Ender’s Game by Orson Scott Card
With humanity under attack by an alien menace known as the Buggers, earth has turned towards creating and training military prodigies to help win a war which has already spanned over 100 years. Andrew “Ender” Wiggins makes the cut to join the orbiting Battle School, but there he is harassed by isolation, abuse, and fear that his training might be deforming him into his deranged, sadistic older brother. Ender might be able to beat the aliens, but first he will have to beat humanity—and the humanity inside himself—which might be a very good or very, very bad thing.

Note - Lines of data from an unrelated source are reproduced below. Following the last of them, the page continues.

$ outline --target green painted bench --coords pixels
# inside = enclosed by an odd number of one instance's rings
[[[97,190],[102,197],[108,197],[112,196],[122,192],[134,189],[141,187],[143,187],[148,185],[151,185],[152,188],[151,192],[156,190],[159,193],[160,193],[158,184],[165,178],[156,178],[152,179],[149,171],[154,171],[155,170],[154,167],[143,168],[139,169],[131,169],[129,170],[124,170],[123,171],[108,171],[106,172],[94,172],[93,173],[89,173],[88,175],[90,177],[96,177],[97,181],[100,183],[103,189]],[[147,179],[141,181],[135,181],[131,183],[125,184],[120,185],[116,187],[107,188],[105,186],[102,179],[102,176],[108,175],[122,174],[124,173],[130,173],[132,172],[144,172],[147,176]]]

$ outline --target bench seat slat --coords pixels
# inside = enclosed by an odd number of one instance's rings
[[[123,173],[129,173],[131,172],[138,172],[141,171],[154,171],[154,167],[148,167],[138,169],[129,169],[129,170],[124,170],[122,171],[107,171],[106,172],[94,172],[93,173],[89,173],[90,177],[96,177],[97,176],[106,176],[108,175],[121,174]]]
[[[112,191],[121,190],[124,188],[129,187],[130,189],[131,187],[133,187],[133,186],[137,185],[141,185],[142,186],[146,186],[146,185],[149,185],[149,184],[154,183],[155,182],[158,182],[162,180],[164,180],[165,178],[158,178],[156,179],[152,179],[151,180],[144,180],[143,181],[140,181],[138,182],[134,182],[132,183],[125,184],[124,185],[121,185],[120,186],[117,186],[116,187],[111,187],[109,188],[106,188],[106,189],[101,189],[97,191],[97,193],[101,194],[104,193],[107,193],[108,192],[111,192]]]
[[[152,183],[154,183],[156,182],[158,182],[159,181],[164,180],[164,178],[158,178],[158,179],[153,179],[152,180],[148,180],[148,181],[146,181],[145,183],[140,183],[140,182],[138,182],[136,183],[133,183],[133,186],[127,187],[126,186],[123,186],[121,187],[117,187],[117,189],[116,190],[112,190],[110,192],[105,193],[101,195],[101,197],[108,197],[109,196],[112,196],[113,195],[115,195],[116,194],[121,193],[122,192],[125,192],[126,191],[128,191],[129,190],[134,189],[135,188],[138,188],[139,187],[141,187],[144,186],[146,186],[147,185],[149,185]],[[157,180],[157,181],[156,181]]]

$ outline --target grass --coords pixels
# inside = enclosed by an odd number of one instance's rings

The Magicians by Lev Grossman
I’ve listed this book here especially for those readers who are looking for that heavy dose of nostalgia filled with pop-culture and gaming references, but set in a more fantasy world than a future or science fiction one. If you liked Ready Player One and are looking for a slight change of scenery, The Magicians is just the secret world you want to slip into and will be a welcomed addition to your library.
Artemis by Andy Weir
This will appeal to fans of Ready Player One’s thrilling heist element and race against the clock. Artemis is told in a spare, lunar prose just light enough to make room for shadowy quips like “If my neighborhood were wine, connoisseurs would describe it as ‘shitty, with overtones of poor life decisions.’” We accompany the swaggery Jasmine “Jazz” Bashara along a heist which she believes will give her the payday she’s always deserved only to discover that she’s wrapped up in something way bigger and far more devious: control for Artemis itself.
Daemon by Daniel Suarez
When the obituary of legendary computer game architect Matthew Sobol appears online a dormant daemon activates, initiating a sequence of deadly events. This daemon reads news headlines, recruits human followers, and even orders assassinations. Sobol’s secrets are buried with him, so humanity’s only hope falls to Detective Peter Sebeck to stop this terrifying self-replicating virtual killer before it achieves its ultimate purpose—one that goes far beyond anything Sebeck could have imagined.
Armada by Ernest Cline
Zack Altman is not too dissimilar from everyone’s favorite protagonist of Ready Player One. He fills his days playing videogames, watching science fiction movies, and reading books.Then of course he sees a flying saucer, and of course he believes he’s probably been dreaming of other worlds just a little too much. But it turns out the aliens are real and perhaps the only thing that isn’t real is everything he’s ever known about earth, its history, and his place in it.